La marcha por el agua y el mensaje político
El 30 de diciembre
de 2025, miles de ciudadanos marcharon en Chulucanas exigiendo mejoras al
servicio brindado por EPS Grau. La movilización fue difundida oficialmente por
la municipalidad, que además incorporó un mensaje de advertencia: si en un
plazo de dos meses no se observaban mejoras concretas, los usuarios dejarían de
pagar los recibos.
El mensaje tuvo
impacto inmediato. No solo amplificó el reclamo, sino que colocó a la autoridad
municipal como vocera directa de una posible medida de presión ciudadana. Aquí
es donde el debate se desplaza del diagnóstico —en gran parte compartido— hacia
la viabilidad de la propuesta.
¿Es una buena idea
dejar de pagar el servicio?
Desde el punto de
vista legal y regulatorio, la respuesta es clara: no.
En el Perú, el
servicio de agua potable es un derecho fundamental, pero se presta bajo un
modelo tarifado y regulado. El incumplimiento en la calidad habilita reclamos,
refacturaciones, fiscalización y sanciones al operador, pero no autoriza al
usuario a suspender unilateralmente el pago.
Quienes dejen de
pagar los recibos se exponen a cortes del servicio por morosidad, acumulación
de deuda con recargos, pérdida de beneficios tarifarios y procesos de cobranza.
En términos prácticos, la medida termina afectando más al usuario que a la empresa
prestadora.
Además, si el no
pago se generaliza, se reduce la capacidad operativa del sistema, agravando el
mismo problema que se busca resolver. Es una salida emocionalmente
comprensible, pero técnicamente contraproducente.

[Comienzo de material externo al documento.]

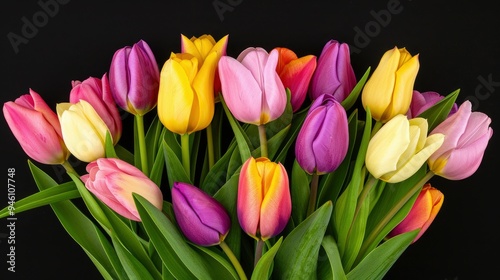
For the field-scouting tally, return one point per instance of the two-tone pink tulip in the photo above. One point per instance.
(295, 73)
(323, 139)
(134, 78)
(422, 213)
(96, 92)
(113, 181)
(467, 135)
(264, 204)
(36, 128)
(201, 218)
(251, 87)
(334, 74)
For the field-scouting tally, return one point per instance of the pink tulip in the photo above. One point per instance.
(295, 73)
(251, 88)
(36, 127)
(334, 74)
(113, 181)
(96, 92)
(422, 213)
(466, 136)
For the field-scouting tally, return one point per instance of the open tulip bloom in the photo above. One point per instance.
(287, 179)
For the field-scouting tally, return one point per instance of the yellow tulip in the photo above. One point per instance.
(389, 90)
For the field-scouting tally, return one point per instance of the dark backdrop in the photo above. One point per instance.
(458, 46)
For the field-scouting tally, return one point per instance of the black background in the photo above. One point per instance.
(458, 46)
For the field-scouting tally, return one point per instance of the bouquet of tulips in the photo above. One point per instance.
(262, 166)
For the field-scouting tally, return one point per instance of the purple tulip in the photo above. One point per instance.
(134, 78)
(334, 74)
(466, 136)
(202, 219)
(323, 139)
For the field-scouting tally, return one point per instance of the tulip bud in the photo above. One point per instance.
(134, 78)
(323, 139)
(251, 88)
(36, 128)
(400, 148)
(83, 130)
(96, 92)
(466, 136)
(295, 73)
(334, 74)
(389, 90)
(113, 181)
(264, 204)
(202, 219)
(422, 213)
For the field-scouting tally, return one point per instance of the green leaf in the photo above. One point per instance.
(263, 269)
(298, 255)
(65, 191)
(376, 264)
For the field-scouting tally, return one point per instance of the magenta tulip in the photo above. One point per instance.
(334, 74)
(251, 88)
(96, 92)
(113, 181)
(323, 139)
(202, 219)
(36, 127)
(134, 78)
(467, 134)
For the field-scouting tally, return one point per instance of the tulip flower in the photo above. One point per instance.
(400, 148)
(96, 92)
(83, 130)
(263, 205)
(334, 74)
(422, 213)
(295, 73)
(388, 92)
(36, 128)
(423, 101)
(134, 78)
(251, 87)
(202, 219)
(466, 136)
(323, 139)
(186, 98)
(113, 181)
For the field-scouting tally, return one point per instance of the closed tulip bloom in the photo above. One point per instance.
(400, 148)
(251, 87)
(295, 73)
(388, 92)
(134, 78)
(264, 205)
(83, 130)
(423, 101)
(113, 181)
(334, 74)
(96, 92)
(467, 135)
(36, 128)
(323, 139)
(422, 213)
(202, 219)
(186, 96)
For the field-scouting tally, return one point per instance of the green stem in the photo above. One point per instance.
(313, 194)
(234, 260)
(263, 141)
(185, 154)
(142, 144)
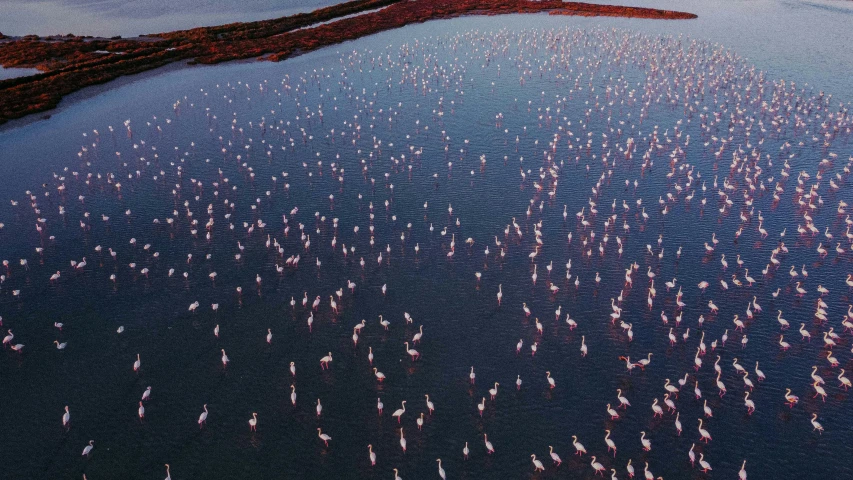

El rol del alcalde y sus límites
La convocatoria a
la marcha y el respaldo explícito a la advertencia de no pago colocan al alcalde
provincial, Richard Baca, en el centro del escenario. Desde el punto de
vista político, la estrategia conecta con un reclamo popular real. Desde el
punto de vista institucional, plantea serias preguntas.
Las municipalidades
no tienen competencia para promover la
suspensión de pagos a una empresa de saneamiento. Tampoco pueden sustituir al
ente regulador ni ofrecer garantías legales a los usuarios frente a eventuales
sanciones.
A ello se suma un
factor que no puede ignorarse: durante 2025, el alcalde mantiene una agenda
judicial abierta, con investigaciones fiscales en curso por presuntos
delitos vinculados a su gestión (presunta colusión con proveedores) y a hechos
previos (presunta vinculación al caso AELU Coop). Este contexto debilita su
margen político y obliga a analizar sus acciones públicas con mayor cuidado,
especialmente cuando se trata de liderar protestas y fijar plazos de presión.
Entre la necesidad
y la responsabilidad
El problema del
agua en Chulucanas no es un invento ni una exageración. Es estructural, técnico
y urgente. Pero la solución no pasa por empujar a la población a una
confrontación legal que no puede ganar sola.
Las salidas
sostenibles pasan por planes de inversión con cronogramas públicos,
fiscalización técnica independiente, presión institucional ante SUNASS,
refacturaciones cuando corresponda y una gestión política que priorice
soluciones de fondo sobre gestos de corto plazo.
Un tractor sobre
hielo delgado
En Chulucanas, el
agua potable es el síntoma visible de un problema mayor: infraestructura
postergada, gestión deficiente y decisiones políticas que a veces confunden
respaldo ciudadano
con promesas inviables.
El reclamo es
justo. La marcha es comprensible. Pero dejar de pagar no es una solución, y
decirlo sin explicar las consecuencias es trasladar el costo del conflicto a
quienes menos pueden asumirlo.
Cuando el agua
falta, la indignación sobra. Lo que sigue faltando es una salida seria, técnica
y legalmente responsable.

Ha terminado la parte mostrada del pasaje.